The average price of a new car, as of May 2024, was $48,389, according to data published by Kelley Blue Book. High interest rates, such as the 18% that Mark and Lily are burdened with, can quickly escalate overall monthly payments, making it challenging for borrowers to keep up.
The couple has a total of $70,000 in outstanding auto loans — $48,715 of which is for a 2022 Toyota Sienna Minivan. With a 75-month term and 18% interest rate, Mark and Lily are on the hook for $1,094.55 in minimum monthly payments for just this auto loan alone.
That’s just the tip of their debt pile.
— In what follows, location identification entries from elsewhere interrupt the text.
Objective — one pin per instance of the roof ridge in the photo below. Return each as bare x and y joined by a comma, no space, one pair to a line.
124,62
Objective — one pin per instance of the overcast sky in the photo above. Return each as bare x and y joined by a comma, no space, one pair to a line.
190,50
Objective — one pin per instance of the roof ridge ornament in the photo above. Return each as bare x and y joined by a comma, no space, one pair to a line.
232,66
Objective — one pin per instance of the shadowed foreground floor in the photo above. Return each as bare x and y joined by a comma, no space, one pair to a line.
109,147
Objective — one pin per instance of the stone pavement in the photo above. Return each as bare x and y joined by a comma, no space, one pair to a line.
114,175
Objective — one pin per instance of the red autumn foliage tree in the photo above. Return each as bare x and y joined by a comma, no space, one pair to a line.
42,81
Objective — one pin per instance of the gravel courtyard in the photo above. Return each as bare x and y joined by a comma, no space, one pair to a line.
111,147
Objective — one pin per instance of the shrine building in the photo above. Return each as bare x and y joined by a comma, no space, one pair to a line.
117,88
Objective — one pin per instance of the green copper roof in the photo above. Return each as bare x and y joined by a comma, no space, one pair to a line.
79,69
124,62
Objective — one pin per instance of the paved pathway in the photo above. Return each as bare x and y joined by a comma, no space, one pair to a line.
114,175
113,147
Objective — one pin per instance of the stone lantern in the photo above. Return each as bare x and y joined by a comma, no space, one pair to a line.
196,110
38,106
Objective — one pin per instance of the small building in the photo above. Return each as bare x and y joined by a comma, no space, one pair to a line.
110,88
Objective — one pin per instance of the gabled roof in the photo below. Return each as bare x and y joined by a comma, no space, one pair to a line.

The couple has a mortgage, student loans and an array of credit card balances. “[You] really have every debt possible,” Hammer remarked.
To be fair, the couple believes their student loans could qualify for forgiveness and the mortgage is backed up by an appreciating asset. Setting those aside, Hammer estimated they still have $135,800 in what he calls, “bad debt.”
Unsurprisingly, servicing this debt has put a significant strain on their budget. Hammer calculated that the couple earned $9,098.52 in combined income last month — but their total spending was $9,266.57 for the month.
As a result, 40% of their income is dedicated to minimum debt payments on a monthly basis. “[You] are in the hole, in the red,” he said.
However, Hammer believes it’s possible for the couple to get out of debt in just over two years.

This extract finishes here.